Boys at Devol, Port Glasgow (2005)
About this artwork
In 2004, Mark Neville spent a year as artist in residence in Port Glasgow, a town confronting, in concentrated form, the hardship of Scotland’s post-industrial decline. His stay resulted in a photographic book which he then distributed free as a gift to the community. The book, according to the Greenock Telegraph, caused a “sensation”, as locals expressed both their disgust and appreciation. This image shows seven boys swearing and taunting at the camera. Their confident and cocky behaviour belies the underlying issue that many of them will grow up and be met with few local jobs or prospects. With the project, Neville sought to reignite the potential of the documentary tradition. Photography, he insists, can and should be shared.

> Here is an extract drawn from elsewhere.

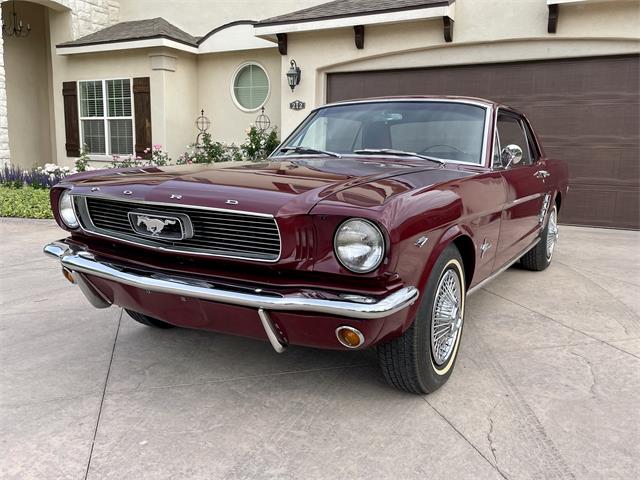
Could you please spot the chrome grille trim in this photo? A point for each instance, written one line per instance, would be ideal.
(218, 232)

Mark Neville’s lens-based work centres on his interest in subverting genres within film-making and photography and is an investigation into how different types of film and photographic practice align themselves with diverse demographic groups. Neville is concerned with how images generally are disseminated according to class and income, and how documentary practice can be challenged in order to empower its sitter, or subject matter, beyond the position of its author. Neville was born in London and studied Fine Art at Reading University from 1985-90, Goldsmiths College from 1992-3 and at the Rijksacademie in Amsterdam from 1994-5.